By default, the property value is false, which prevents a domain migration unless both the source machine and the target machine support SSM and run the required version of the Oracle VM Server for SPARC software. This property has no effect on servers that do not support SSM.

When the value is true, the domain migration proceeds without support for the migration of ADI version information.

So, if either the source machine or target machine runs a version of the Oracle VM Server for SPARC software that is older than 3.5, which does not support the migration of ADI version information, the migration is permitted.

    Only set the ldmd/migration_adi_legacy_compat SMF property value to true if both the following circumstances are true:

  • You cannot upgrade both the source machine and target machine to a version of the Oracle VM Server for SPARC software that supports the migration of ADI version information

  • You know for certain that ADI versioning is not in use within the domain to be migrated

Setting this property to true permits migrations where ADI version information is not transferred to the target machine. This situation can result in undefined application behavior if ADI is in use in the domain being migrated.

The ldmd/migration_adi_legacy_compat SMF property is not recognized by Oracle VM Server for SPARC versions older than 3.5. Use of this property is applicable only on a source machine or a target machine is running at least Oracle VM Server for SPARC 3.5.

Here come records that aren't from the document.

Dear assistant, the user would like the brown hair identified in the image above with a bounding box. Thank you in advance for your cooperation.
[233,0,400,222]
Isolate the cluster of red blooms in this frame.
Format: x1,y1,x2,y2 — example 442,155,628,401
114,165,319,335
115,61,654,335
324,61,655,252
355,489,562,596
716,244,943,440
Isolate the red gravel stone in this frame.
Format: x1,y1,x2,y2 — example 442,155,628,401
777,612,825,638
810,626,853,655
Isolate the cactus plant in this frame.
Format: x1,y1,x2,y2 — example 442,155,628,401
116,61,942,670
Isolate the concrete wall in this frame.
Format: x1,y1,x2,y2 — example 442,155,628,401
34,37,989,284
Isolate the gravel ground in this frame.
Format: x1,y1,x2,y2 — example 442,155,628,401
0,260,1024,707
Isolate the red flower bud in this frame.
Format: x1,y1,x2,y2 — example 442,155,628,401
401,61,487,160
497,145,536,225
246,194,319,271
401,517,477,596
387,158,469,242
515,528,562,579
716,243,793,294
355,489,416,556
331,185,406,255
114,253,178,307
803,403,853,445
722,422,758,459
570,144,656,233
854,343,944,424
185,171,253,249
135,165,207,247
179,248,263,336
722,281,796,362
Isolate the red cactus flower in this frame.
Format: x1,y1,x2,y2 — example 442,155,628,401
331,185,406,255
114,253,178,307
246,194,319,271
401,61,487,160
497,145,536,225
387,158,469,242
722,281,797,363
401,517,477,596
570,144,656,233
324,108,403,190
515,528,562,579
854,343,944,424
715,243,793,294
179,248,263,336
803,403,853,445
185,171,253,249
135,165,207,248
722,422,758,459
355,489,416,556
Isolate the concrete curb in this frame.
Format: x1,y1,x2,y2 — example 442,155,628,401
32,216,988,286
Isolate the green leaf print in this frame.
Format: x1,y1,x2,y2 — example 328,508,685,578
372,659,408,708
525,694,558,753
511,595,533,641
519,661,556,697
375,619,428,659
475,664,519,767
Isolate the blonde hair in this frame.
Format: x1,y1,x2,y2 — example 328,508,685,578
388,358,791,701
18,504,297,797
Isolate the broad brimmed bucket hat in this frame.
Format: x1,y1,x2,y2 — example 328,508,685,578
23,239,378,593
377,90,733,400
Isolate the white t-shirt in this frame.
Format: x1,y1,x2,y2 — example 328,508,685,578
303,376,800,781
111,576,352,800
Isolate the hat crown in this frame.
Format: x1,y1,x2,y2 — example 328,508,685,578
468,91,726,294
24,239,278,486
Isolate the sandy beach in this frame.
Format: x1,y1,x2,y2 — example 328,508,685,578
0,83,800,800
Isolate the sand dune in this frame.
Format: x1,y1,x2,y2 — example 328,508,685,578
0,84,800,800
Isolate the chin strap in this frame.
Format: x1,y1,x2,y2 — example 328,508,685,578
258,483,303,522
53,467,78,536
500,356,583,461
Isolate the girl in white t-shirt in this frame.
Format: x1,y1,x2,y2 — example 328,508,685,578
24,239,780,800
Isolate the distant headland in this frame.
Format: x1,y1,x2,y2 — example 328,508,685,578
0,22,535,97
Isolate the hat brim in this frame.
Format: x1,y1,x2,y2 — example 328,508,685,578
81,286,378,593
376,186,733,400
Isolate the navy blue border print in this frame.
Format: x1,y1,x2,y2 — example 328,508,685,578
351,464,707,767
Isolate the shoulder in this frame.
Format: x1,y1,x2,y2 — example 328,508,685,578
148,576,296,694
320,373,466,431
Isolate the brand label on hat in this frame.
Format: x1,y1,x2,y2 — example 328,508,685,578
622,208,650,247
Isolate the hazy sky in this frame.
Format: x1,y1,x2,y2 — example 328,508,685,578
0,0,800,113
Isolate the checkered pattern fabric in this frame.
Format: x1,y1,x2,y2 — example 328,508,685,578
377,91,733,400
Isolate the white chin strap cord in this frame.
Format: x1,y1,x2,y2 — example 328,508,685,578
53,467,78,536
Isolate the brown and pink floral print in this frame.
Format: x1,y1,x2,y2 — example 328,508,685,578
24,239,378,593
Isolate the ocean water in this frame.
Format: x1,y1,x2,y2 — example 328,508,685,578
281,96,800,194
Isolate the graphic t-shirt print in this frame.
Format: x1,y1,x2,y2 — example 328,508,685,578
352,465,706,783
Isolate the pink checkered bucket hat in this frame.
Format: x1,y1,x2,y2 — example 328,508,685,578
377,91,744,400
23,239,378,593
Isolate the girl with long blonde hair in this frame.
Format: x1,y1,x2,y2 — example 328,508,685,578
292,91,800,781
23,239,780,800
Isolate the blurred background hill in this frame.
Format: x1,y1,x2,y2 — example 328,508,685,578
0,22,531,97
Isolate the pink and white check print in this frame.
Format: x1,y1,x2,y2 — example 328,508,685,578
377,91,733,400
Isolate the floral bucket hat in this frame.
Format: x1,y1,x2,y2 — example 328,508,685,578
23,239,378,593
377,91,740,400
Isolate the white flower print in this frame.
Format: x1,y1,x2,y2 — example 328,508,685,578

ldm(1M): Updated Description of the set-domain Subcommand and the –i Option

The ldm(1M) man page includes the following updates:

  • The first paragraph now reads as follows:

    The set-domain subcommand enables you to modify properties such as boot-policy, mac-addr, hostid, failure-policy, extended-mapin-space, master, and max-cores for a domain. You cannot use this command to update resources.

  • The description of the –i now reads as follows:

    –i file specifies the XML configuration file to use in setting the properties of the logical domain.

    Only the ldom_info nodes specified in the XML file are parsed. Resource nodes, such as vcpu, mau, and memory, are ignored.

    If the hostid property in the XML file is already in use, the ldm set-domain -i command fails with the following error:

    Hostid host-ID is already in use

    Before you re-run the ldm set-domain -i command, remove the hostid entry from the XML file.

ldm(1M) Incorrectly References the Command History Buffer

The ldm(1M) man page incorrectly refers to a command history buffer that you can view by using the ldm list-history command.

The first and second paragraphs of the Command History section have been updated with the following paragraphs:

Use the ldm list-history command to view the Oracle VM Server for SPARC command history log. This log captures ldm commands and commands that are issued through the XMPP interface. By default, the number of commands shown by the ldm list-history command is ten.

To change the number of commands output by the ldm list-history command, use the ldm set-logctl command to set the history property value. If you set history=0, the saving of command history is disabled. You can re-enable this feature by setting the history property to a non-zero value.

The description of the history property in the Control Logging Operations section has been updated as follows:

history=num specifies the number of commands output by the ldm list-history command. Setting the value to 0 disables the saving of command history.

The description of the –a option in the View Logging Capabilities section has been updated as follows:

–a shows the logging capability values for all logging types and the number of commands output by the ldm list-history command.